Anti-Semitic acts in the U.S. have surged in the form of bomb threats against Jewish community centers and the desecration of Jewish cemeteries. Threatening phone calls to Jewish organizations and schools in more than a dozen states on Feb. 27 marked the fifth wave of such incidents in two months.
The latest round of threats, raising the total to 90, occurred after hundreds of headstones were vandalized at two Jewish cemeteries in one week. More than 170 gravestones were toppled at Chesed Shel Emeth Cemetery in St. Louis, and 100 more were damaged at Mount Carmel Cemetery in Philadelphia. These violations are the latest examples of an alarming rise in incidents of bigotry, including a multiyear surge in hate crimes by white supremacists, documented by the Anti-Defamation League and the Southern Poverty Law Center.
Among the acts of hate, cemetery vandalism stands out as an attack on sacred memory. Anyone who has buried a loved one can understand the pain a grave desecration causes. But only a member of a religious or racial minority group that has endured prejudice can know the anguish that wells up from an attack on the identity of one’s people.
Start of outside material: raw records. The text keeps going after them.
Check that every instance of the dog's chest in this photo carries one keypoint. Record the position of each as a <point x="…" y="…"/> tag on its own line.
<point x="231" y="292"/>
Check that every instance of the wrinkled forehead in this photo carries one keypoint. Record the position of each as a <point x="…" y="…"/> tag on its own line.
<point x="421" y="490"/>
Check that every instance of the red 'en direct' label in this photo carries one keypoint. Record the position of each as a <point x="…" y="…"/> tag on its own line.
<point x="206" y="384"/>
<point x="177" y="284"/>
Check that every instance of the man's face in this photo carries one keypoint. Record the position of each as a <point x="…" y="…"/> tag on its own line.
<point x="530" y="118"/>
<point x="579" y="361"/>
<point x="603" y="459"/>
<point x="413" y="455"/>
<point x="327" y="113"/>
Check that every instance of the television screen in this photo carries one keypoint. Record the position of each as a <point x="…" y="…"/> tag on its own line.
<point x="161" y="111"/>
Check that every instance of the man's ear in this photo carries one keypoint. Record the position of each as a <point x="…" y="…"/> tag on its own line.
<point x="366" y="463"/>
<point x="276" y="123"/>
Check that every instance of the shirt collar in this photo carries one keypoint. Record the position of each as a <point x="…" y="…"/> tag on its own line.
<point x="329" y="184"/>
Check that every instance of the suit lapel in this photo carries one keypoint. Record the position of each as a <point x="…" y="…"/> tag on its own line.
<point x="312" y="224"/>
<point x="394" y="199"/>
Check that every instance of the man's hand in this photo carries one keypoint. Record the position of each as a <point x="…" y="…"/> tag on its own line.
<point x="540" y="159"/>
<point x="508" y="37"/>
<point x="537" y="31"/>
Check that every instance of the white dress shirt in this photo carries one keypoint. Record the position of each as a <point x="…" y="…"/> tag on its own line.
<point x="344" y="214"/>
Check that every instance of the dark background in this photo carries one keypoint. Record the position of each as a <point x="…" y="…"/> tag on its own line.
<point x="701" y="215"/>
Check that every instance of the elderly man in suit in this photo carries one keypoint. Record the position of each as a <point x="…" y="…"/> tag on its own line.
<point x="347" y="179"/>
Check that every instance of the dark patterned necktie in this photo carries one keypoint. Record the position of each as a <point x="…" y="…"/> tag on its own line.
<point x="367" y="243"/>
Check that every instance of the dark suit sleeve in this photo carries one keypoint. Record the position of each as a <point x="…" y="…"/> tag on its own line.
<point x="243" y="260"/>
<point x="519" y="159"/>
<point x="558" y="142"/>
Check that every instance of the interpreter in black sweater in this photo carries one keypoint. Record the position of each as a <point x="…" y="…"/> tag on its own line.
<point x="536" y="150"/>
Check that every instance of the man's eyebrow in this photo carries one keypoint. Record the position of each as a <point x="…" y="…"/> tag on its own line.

Reports of those who gathered to repair the damaged gravestones bring to mind the reverence the ancient Israelites showed for the remains of their patriarch Joseph. What might appear to be little more than a biblical footnote is in fact a remarkable example of faithfulness. Before his death in Egypt, Joseph directed his family to “carry my bones up from this place” (Gen. 50:25). A distant future generation would fulfill this vow. Four hundred years passed before the exodus, followed by 40 years in the wilderness, but Joseph’s bones were never lost or forgotten. Finally, near the end of the Book of Joshua, we read: “And Joseph’s bones, which the Israelites had brought up from Egypt, were buried at Shechem” (24:32). Today’s burial sites are no less sacred. In a show of interfaith solidarity, Christians and Muslims joined Jews to restore the holy places and overcome the hate.